__init__.py, PEP 420, and iter_modules confusion

Ever since PEP 420 has been implemented, the web offers plethora of advice along the lines: “Since python 3.3 you no longer need the __init__.py to create a package…”, with or without referencing namespace packages and PEP 420.

The problematic scenario is as follows: someone creates a package in site-packages without the said __init__.py file. They test it using a direct import and it works just as the “web” said. Then later someone else tries to import the same module programmatically using pkgutil.iter_modules() and the code no longer works, because iter_modules() does actually require the __init__.py file.

I have been asked to explain this, and the truth is I can’t. I trivialize the answer to: RTFM, the Python.org doc literally states “The __init__.py files are required to make Python treat directories containing the file as packages.”. Ignore the stack exchange stuff, it is plain wrong, the __init__.py file is needed and that is that.
My answer may be a copout, but I don’t know what else to say. Am I missing something, or did the namespace package concept introduce this contradiction?

Please read my article.
Don’t omit init.py - DEV Community :woman_technologist::man_technologist:

1 Like

Well, your article says what I already know, namely that the __init__.py file is needed, confirming that most of the web advice is wrong.

I am looking more for a discussion of how PEP 420 actually caused or contributed to this problem. It allows any plain directory to be treated as a [namespace] package. It essentially indirectly promotes creation of namespace packages in place of regular packages (the former looks simpler). I was quite surprised that the PEP would not explicitly address the most obvious problem with eliminating the __init__.py. In my mind I always treated the __init__.py file as the mechanism creating a package from a plain directory and here it is being removed. Hence my deep suspicion that I may have been missing something…

FWIW, I had proposed adding note in top of the PEP 420.
See Issue 36892: "Modules" section in Tutorial contains incorrect description about __init__.py - Python tracker

1 Like

I think a note at the top of the PEP 420 would be quite useful.
Personally, I think that PEP 420 was a mistake – adding an incompatible and obscure feature that in turn produced numerous wrong tutorials, misleading countless programmers. Not something I would expect in what I always considered a very clean language.

I don’t think PEP 420 was mistake.
Mistake is that people promoting using namespace package for regular package.

At least, official tutorial clearly states:

The __init__.py files are required to make Python treat directories containing the file as packages. This prevents directories with a common name, such as string , unintentionally hiding valid modules that occur later on the module search path.

6. Modules — Python 3.9.6 documentation

2 Likes

I don’t believe people understood PEP 420 and its consequences. The problems were already clear nine years ago when people were asking about the purpose of the PEP. Consider this random reddit thread:

I’ll digest it here:
Q: Can someone summarize what this means?
A: Make a package, just by making a subdirectory (of a directory on sys.path)
Comment: "Cool, another ugly __ thing __ removed."

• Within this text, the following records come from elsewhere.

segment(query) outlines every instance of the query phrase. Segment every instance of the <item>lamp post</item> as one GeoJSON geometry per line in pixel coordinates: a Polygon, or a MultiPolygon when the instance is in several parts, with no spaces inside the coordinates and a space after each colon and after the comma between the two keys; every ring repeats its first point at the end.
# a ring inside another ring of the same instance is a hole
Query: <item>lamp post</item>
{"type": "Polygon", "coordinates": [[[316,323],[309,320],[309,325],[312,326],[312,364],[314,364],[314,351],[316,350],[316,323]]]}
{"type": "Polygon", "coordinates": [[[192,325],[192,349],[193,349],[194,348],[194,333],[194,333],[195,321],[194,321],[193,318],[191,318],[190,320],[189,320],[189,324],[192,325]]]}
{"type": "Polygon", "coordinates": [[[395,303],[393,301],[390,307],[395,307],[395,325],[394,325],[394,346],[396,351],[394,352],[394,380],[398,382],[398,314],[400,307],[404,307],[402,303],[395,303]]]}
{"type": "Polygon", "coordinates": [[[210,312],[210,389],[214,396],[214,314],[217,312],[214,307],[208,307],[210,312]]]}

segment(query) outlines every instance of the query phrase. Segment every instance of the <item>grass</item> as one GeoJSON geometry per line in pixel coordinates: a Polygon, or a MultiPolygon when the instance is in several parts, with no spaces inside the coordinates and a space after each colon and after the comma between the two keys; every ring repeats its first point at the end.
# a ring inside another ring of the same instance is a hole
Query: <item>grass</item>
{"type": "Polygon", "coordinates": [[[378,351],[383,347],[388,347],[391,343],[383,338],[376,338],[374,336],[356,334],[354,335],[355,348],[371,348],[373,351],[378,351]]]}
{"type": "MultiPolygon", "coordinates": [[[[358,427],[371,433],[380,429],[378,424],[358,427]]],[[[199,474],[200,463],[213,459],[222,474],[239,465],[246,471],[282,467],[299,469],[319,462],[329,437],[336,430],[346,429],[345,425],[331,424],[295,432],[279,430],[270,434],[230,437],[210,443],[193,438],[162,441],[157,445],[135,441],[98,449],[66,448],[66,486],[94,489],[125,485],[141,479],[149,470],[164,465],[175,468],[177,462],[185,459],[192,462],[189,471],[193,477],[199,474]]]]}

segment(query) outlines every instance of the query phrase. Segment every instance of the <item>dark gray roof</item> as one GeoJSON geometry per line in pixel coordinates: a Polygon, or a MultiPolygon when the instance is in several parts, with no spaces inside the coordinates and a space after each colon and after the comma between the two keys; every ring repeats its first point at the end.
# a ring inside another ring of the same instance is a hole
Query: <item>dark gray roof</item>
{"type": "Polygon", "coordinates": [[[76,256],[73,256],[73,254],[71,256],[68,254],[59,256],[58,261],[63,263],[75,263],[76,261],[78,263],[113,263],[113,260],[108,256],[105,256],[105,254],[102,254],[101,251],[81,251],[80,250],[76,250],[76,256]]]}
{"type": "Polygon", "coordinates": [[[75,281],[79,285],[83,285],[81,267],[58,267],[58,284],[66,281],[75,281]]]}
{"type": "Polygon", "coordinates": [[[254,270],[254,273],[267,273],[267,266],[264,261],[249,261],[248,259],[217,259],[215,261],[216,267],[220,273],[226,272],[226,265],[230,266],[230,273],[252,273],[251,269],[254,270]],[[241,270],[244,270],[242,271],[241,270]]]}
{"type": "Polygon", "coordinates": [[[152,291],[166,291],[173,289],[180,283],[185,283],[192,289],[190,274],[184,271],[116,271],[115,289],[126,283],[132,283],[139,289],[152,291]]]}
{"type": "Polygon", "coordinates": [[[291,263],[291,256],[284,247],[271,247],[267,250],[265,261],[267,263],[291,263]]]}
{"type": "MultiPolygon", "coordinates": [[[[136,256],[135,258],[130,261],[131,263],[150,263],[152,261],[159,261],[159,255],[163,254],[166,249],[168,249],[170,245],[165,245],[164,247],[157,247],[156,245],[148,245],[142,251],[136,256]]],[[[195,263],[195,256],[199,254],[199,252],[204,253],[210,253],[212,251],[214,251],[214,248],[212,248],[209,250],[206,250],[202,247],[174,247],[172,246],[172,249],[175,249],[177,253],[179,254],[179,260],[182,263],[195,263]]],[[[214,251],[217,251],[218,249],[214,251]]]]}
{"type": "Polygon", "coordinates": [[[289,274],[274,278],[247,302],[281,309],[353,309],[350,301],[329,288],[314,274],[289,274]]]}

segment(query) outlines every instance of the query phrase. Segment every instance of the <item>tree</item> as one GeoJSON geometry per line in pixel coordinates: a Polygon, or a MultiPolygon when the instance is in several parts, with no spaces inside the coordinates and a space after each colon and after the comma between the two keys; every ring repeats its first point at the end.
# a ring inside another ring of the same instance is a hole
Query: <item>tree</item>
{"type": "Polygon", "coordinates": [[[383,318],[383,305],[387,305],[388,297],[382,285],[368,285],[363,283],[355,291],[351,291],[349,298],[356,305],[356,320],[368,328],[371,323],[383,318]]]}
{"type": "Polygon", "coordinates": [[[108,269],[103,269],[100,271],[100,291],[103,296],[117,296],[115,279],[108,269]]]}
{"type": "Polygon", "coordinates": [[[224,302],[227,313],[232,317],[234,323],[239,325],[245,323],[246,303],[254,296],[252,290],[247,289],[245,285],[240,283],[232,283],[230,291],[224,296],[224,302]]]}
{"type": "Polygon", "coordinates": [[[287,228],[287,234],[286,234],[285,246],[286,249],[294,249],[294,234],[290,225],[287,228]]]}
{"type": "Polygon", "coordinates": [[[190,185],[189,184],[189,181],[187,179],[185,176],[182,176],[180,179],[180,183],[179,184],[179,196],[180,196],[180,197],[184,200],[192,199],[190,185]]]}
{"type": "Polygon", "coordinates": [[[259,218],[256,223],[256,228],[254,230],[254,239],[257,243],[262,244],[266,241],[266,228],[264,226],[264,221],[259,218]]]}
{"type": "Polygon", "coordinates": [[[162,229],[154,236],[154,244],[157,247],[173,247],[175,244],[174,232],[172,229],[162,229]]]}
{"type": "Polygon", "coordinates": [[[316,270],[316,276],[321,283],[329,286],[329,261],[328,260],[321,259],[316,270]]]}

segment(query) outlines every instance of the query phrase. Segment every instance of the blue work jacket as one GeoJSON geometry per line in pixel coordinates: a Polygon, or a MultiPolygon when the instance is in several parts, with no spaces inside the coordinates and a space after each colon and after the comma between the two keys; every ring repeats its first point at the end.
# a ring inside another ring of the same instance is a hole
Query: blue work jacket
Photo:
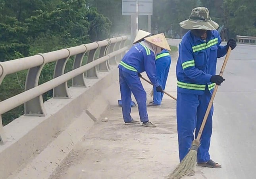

As you can see, the explanation is strongly misleading. What is being created is not just “a package”. What is being created is a “very special package” that breaks some of the very established paradigms, most notably as you quoted above, the __init__.py file being the indicator that a directory is a package. Unfortunately, most people just walked away thinking that the hard-to-read PEP 420 is just doing away with the __init__.py file.

If people actually read the PEP 420 carefully they would have noted the very first two statements in the PEP 420 specification:

Regular packages will continue to have an __init__.py and will reside in a single directory.
Namespace packages cannot contain an __init__.py.

And, like me, they could have asked “If the __init__.py file is needed to distinguish between directories that are packages and those that are not (something that has always been the case and something that tools like pkgutil rely on), then how can the PEP be proposing that the init file be optional?”

That is really a rhetorical question pointing out that the proposal will break existing stuff. And that is why I call it a mistake. I would even go as far as speculating that the reason PEP 420 was accepted had more to do with the misunderstood belief that it will simplify packaging than because of the esoteric feature it introduced.